We quickly found a small neighborhood park just a block from the hotel. I started daily jaunts there with the two youngest girls while the older ones were doing their school work in the mornings. Or the young ones would go out the glass patio door into the back patio courtyard for some fresh air and exercise instead. The interesting thing about this “private” patio was that our apartment truly was the only one with access to it. However, the hotel was built with one entire wing around this central patio. So, it was like a fish bowl with every nearby back window looking down onto it. And with concrete, stucco, exterior walls on every side, sounds bounced and reverberated around the entire square. My two and five year old children are not quiet children and so all their noisy, rambunctious play echoed around and was shared with each and every nearby hotel room. Fortunately, most of the hotel guests were business travelers and hopefully they were already awake or better yet gone by mid mornings but the back patio situation was still a bit uncomfortable for me.

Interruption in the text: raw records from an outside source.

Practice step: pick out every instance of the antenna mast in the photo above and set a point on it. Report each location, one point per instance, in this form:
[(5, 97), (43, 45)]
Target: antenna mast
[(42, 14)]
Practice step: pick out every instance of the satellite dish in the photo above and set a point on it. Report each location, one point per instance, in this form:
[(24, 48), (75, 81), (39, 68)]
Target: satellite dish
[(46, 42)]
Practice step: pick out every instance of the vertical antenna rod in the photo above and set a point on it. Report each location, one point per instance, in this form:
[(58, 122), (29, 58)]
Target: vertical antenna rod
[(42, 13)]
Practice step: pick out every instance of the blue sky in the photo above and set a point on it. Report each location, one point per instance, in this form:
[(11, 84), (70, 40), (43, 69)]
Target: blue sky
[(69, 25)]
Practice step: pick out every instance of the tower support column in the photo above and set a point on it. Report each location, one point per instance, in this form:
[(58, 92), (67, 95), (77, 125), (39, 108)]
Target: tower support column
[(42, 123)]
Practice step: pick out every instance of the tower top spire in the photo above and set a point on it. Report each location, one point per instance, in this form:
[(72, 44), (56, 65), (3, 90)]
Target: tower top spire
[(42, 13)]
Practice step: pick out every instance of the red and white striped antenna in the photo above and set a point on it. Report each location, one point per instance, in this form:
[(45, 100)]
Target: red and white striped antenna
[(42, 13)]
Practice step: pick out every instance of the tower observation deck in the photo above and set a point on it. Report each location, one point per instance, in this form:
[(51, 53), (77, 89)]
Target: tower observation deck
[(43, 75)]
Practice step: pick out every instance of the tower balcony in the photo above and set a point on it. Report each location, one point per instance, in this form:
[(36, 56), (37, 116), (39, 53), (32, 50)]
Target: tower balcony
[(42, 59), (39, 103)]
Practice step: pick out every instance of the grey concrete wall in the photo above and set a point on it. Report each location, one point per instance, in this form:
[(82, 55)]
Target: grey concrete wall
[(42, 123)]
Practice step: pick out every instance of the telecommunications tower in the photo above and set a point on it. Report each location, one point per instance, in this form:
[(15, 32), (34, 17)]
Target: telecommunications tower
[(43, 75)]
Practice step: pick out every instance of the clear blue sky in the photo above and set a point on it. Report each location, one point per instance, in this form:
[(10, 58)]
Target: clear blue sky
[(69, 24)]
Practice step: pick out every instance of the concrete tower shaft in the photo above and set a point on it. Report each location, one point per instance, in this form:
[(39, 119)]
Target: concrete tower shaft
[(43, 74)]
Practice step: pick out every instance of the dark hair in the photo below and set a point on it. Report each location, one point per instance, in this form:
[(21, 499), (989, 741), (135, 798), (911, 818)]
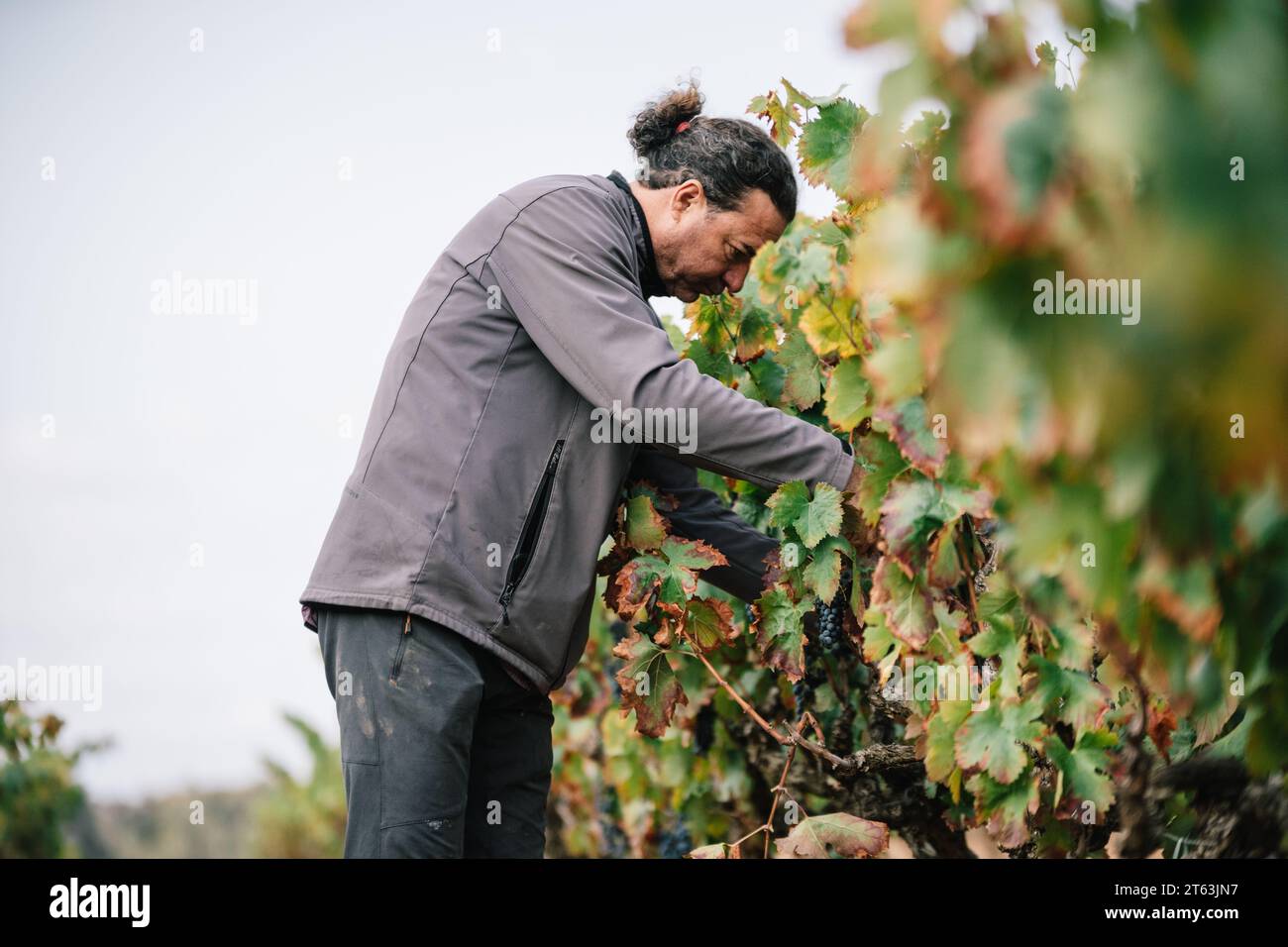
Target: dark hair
[(728, 157)]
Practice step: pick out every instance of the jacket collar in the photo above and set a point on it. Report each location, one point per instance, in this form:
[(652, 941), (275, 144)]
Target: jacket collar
[(651, 282)]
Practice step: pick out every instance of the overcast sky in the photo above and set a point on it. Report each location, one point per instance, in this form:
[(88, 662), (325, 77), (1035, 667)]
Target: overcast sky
[(321, 154)]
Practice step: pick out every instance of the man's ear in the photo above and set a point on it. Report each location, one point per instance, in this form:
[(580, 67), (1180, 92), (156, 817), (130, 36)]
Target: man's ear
[(688, 196)]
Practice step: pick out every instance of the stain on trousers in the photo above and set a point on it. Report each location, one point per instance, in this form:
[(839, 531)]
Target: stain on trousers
[(445, 755)]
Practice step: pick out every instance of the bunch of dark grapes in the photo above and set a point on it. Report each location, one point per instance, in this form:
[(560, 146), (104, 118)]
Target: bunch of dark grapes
[(815, 676), (831, 631), (704, 729), (675, 841)]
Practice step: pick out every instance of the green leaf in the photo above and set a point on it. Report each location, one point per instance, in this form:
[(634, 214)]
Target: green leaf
[(825, 147), (1085, 770), (905, 602), (910, 428), (649, 685), (1006, 805), (645, 527), (991, 738), (803, 382), (896, 369), (781, 631), (940, 735), (709, 622), (1073, 696), (812, 519), (881, 464), (848, 395), (823, 571)]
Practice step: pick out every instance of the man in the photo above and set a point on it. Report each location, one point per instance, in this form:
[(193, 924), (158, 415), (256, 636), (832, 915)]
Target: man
[(454, 589)]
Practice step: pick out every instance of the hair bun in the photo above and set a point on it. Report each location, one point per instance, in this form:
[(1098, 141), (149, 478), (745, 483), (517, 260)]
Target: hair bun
[(661, 120)]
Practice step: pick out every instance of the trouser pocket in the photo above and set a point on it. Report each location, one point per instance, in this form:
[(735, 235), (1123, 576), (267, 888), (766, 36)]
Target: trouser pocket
[(402, 650)]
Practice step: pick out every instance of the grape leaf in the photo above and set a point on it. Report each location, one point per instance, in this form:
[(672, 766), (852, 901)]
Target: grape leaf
[(649, 685), (1083, 771), (910, 428), (803, 382), (1006, 805), (781, 631), (708, 622), (940, 733), (848, 395), (645, 527), (905, 602), (825, 145), (991, 738), (848, 835)]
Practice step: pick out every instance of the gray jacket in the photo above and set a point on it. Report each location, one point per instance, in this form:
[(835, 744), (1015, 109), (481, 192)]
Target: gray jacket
[(482, 495)]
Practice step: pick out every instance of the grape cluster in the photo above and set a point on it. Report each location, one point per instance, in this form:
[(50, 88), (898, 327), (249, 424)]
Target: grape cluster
[(704, 729), (831, 633), (675, 841)]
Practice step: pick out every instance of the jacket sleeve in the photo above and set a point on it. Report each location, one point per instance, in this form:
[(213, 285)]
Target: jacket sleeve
[(702, 515), (566, 268)]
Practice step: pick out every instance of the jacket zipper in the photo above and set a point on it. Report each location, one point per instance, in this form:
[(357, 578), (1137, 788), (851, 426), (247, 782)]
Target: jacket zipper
[(402, 648), (528, 534)]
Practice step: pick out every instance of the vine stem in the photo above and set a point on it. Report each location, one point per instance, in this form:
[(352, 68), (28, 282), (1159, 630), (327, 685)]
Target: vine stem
[(969, 562), (794, 738), (746, 707)]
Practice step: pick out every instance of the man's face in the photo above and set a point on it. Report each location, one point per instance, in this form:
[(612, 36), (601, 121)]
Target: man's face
[(703, 250)]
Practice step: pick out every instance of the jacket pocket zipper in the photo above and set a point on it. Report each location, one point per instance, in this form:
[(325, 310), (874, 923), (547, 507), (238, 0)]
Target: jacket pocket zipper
[(402, 650), (529, 532)]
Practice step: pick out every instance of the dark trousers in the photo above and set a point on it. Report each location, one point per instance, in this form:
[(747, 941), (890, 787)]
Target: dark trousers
[(445, 755)]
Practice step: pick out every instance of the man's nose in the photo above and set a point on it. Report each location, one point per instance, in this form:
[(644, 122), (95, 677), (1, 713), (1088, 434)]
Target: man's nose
[(734, 278)]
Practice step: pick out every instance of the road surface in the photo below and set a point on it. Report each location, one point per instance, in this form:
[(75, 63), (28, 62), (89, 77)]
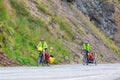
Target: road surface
[(62, 72)]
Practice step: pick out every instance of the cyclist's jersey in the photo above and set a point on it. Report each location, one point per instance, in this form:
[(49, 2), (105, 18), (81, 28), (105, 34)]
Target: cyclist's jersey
[(43, 45), (86, 47)]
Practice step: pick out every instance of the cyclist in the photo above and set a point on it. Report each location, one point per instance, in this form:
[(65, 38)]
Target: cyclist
[(42, 47), (86, 48)]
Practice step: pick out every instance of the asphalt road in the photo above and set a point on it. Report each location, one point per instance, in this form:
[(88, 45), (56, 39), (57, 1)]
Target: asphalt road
[(62, 72)]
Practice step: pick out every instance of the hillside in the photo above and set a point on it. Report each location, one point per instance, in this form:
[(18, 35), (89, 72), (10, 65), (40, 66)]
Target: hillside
[(63, 25)]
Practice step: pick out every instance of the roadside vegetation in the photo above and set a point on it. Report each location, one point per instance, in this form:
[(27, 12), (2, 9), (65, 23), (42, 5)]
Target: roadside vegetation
[(20, 34)]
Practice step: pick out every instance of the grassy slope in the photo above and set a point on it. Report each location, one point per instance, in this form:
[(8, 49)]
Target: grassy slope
[(21, 33)]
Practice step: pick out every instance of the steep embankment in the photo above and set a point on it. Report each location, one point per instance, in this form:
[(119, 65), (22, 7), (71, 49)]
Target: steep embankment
[(61, 24)]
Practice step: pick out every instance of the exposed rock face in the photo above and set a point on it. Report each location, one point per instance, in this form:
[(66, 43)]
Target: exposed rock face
[(101, 13)]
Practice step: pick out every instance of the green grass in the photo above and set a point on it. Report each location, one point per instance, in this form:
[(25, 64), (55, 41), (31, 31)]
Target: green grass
[(43, 8), (23, 32)]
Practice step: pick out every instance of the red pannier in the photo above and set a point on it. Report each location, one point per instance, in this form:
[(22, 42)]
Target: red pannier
[(90, 57), (47, 56)]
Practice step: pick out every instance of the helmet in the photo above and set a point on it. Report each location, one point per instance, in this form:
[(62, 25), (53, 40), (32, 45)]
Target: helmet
[(39, 48), (86, 42), (51, 48), (51, 60), (41, 39)]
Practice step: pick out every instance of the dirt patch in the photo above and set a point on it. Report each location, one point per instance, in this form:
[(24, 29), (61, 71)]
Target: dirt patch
[(6, 61)]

We had laundry facilities at the hotel but they were expensive. They had one washing machine and it cost 3 Euros per load. They had two dryers and drying is free but extremely slow. The German washing machines are much smaller and slower than American ones so you can only fit less than half of a “normal” load into it. So, once a week we drove to the nearest Army Base (Panzer) and did our laundry at the 24 hour laundry mat there. It only cost $1.25 to wash and just 25 cents to dry (for 15 minutes of time). So, with all the washing machines I could usually have 5 to 7 loads done in 20 minutes and then it would take another half hour to 45 minutes to dry everything. While I did the laundry, Cory usually took the kids across the parking lot to the bowling alley for dinner and bowling. We found that there was half price bowling on Mondays so that was usually when we were there doing laundry in the evenings.

During the afternoon time after lunch I would put my two year old down for a nap and use the internet to try and find a rental house large enough for our family that was affordable and nearby to my husband’s job location. This seemed like a monumental task at the time. Germans don’t have a central database for accessing rental information and I couldn’t exactly pick up a local paper and read it. Each realtor has their own individual listings and when you rent a place through them, you are expected to pay at least the equivalent of one month’s rent toward their realtor’s fees. The places we were looking at renting were going to cost almost $2000/month, that’s some expensive realtor fees for finding a place to rent! But after a couple of weeks in the hotel our family was highly motivated to find a different place to live.